MacDailyNews Take: May Steve Jobs live forever and reign as Apple CEO until the end of time!

Barring that, we bring you an email missive from Apple shareholder “Joe Architect” that rather accurately and semi-concisely portrays many of the sentiments of the majority of emails that we receive from Apple shareholders lately:

1. Steve Jobs is a creative genius and therefore extremely introverted and pedantic. You take a creative mind like that and combine it with being a far-flung granola hippie (which is usually the case) and it is beyond cliché that in his view he cannot be bothered by the uncreative mechanics of business and shareholder “issues.”

2. Many people (including myself) have acknowledged his genius by making significant investments in his company, with millions tied-up in the belief that his vision should/will result in positive returns – i.e. many people have made the effort to understand the actual facts of the company and are in a sense complimenting him by investing for the right reasons.

3. Jobs seems to ignore #2, staying within his protective cocoon and not acting (when truly necessary) on behalf of the folks who have placed their trust (and $’s) in him and who help to fund his business. If AAPL was a private company and he owned it all, then he would in fact be free to go for full Howard-Hughes-ness, but that is not the case.
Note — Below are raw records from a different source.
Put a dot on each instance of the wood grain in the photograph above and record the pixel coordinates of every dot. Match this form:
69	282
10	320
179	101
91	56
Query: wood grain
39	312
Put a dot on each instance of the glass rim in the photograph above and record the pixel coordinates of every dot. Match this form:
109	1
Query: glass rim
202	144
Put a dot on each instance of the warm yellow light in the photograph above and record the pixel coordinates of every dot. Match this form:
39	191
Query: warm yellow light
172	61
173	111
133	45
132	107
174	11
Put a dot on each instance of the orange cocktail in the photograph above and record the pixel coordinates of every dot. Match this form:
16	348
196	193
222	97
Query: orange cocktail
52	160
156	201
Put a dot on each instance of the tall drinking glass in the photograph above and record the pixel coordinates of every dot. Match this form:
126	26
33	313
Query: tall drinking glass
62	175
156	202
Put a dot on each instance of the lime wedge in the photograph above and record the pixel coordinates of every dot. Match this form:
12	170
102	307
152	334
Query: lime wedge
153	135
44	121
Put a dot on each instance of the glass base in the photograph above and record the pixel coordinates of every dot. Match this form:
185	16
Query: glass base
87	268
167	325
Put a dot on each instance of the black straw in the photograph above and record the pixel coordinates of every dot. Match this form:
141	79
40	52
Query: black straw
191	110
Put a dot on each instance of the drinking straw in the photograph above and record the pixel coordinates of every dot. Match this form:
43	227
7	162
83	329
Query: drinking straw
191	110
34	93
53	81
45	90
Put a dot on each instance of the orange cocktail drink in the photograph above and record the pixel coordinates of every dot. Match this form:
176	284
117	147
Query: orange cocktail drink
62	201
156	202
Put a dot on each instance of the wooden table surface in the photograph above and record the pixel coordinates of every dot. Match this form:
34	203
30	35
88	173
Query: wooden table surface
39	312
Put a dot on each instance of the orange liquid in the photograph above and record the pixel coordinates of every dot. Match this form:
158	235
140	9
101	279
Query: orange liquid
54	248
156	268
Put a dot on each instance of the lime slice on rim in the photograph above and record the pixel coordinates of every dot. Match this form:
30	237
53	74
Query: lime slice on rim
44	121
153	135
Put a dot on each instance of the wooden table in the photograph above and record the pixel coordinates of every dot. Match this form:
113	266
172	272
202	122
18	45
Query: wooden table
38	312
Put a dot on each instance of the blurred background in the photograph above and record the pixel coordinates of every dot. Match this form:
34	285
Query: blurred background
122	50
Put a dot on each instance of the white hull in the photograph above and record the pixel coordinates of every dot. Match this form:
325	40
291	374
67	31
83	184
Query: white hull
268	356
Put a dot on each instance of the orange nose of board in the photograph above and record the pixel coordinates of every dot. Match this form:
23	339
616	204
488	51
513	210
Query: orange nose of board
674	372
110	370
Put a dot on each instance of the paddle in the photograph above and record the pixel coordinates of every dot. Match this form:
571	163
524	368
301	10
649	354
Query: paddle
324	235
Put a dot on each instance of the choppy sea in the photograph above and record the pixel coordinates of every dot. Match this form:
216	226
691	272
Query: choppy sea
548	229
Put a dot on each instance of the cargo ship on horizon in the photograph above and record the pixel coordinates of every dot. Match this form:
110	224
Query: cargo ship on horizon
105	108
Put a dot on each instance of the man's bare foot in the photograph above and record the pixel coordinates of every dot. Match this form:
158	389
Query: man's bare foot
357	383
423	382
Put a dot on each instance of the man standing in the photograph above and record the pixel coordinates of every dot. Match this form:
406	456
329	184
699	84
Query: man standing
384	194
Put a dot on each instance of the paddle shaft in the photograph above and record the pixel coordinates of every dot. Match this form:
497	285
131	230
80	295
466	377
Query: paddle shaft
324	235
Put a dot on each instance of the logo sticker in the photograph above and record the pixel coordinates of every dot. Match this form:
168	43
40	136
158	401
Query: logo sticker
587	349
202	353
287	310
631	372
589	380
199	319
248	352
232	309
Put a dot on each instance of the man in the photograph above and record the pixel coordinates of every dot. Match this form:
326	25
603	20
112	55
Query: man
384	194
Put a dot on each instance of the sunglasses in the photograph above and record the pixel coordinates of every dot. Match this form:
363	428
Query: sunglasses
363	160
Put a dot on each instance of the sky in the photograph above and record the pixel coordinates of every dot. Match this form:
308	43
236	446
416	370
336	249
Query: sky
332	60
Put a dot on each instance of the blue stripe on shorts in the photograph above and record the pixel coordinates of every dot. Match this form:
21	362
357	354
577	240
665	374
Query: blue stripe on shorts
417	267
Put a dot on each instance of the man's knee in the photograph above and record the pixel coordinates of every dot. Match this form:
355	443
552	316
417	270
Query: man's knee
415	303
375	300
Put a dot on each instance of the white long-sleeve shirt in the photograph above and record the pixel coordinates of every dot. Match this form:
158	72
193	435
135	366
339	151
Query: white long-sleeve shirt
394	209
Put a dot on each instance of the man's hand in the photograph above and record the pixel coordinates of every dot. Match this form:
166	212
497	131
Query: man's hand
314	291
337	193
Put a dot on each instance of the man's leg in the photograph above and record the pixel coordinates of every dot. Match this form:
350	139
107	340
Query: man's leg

This is a public company and he needs to start acting accordingly.

4. Most other successful CEO’s actively participate in the marketplace, making cases where needed to avert unnecessary manipulation of their company. This may all seem like a trivial game if you have $10b already in the bank, however the ongoing intentional secrecy, part-answers and non-answers, and non-specificity of motives behind decisions are simply creating havoc for the ordinary investor. Everyone knows that dropping out of Macworld Expo is going to fuel rumors that he is sick again. Why can’t he just go on CNBC and state that he is healthy? Why does it have to be “off the record” when someone finally is able to ask the question directly? All of that behavior helps no one, but the dirtbag short-sellers and hedge-fund slime who are all manipulating AAPL to make up for their blatant mistakes of investing in ACTUAL GARBAGE like DELL and RIMM.